I am dealing with a proof from De Boor (1972) about least square approximations using splines. Suppose we have a set of data and we want to estimate the least square approximation. Let $ \$ $ be a finite dimensional linear space of functions, we seek a best approximation from $\$$ to 'g' with respect to the norm $||\cdot||_2 $. This is we want to find $f^*\in\$$ such that: $\forall f \in \$$ $$||'g'-f^*||_2=min_{f\in\$}||'g'-f||_2$$ The author then says:
We have put g in quotes here because we do not knot g. Instead we intend to use the approximate value $g_i$ whenever the value $g(x_i)$ is called for. In effect 'g' is an equivalence class of functions.
I am not familiar with the concept of "equivalence class of functions" and don't really understand what are the consequences of 'g' being such. Obviously we ignore the real function 'g' due to the presence of some error term, but I am lost with the mathematical terminology.
Any hint or suggestion will be greatly appreciated.

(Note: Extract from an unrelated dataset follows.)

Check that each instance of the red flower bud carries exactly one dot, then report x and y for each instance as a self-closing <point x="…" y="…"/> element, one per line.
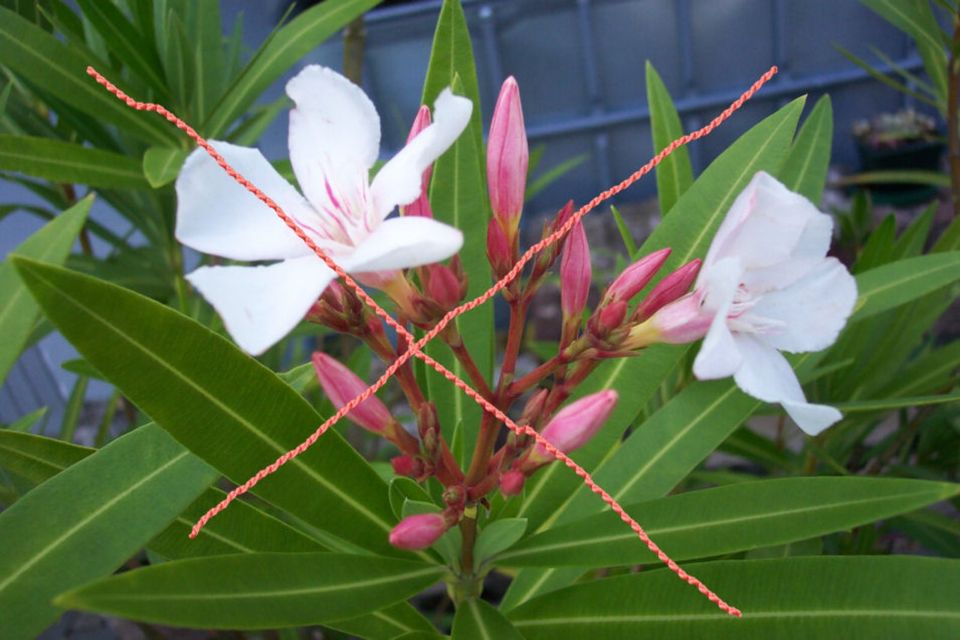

I think what the author means is simply the usual "equivalence" of functions under the $L^2$ norm, that is we say $f,g\in L^2$ are equivalent if $\Vert f-g \Vert_2 = 0$, the equivalence class of a function is simply the set of functions with are equivalent to it. Note that $\Vert f-g \Vert_2 = 0$ iff $\int \vert f(x)-g(x) \vert dx = 0$, this may happen without the functions $f,g$ being truely equal, meaning $f(x) = g(x)$ for all $x$, for example, if I take a Reimann integrable function $f:[0,1]\rightarrow \mathbb{R}$ and change it at one point, it is still equivalent to $f$.
This is relevant in this case since to approximate a function $g$, it doesn't matter which of the functions of the equivalence class $'g'$ you arppoximate.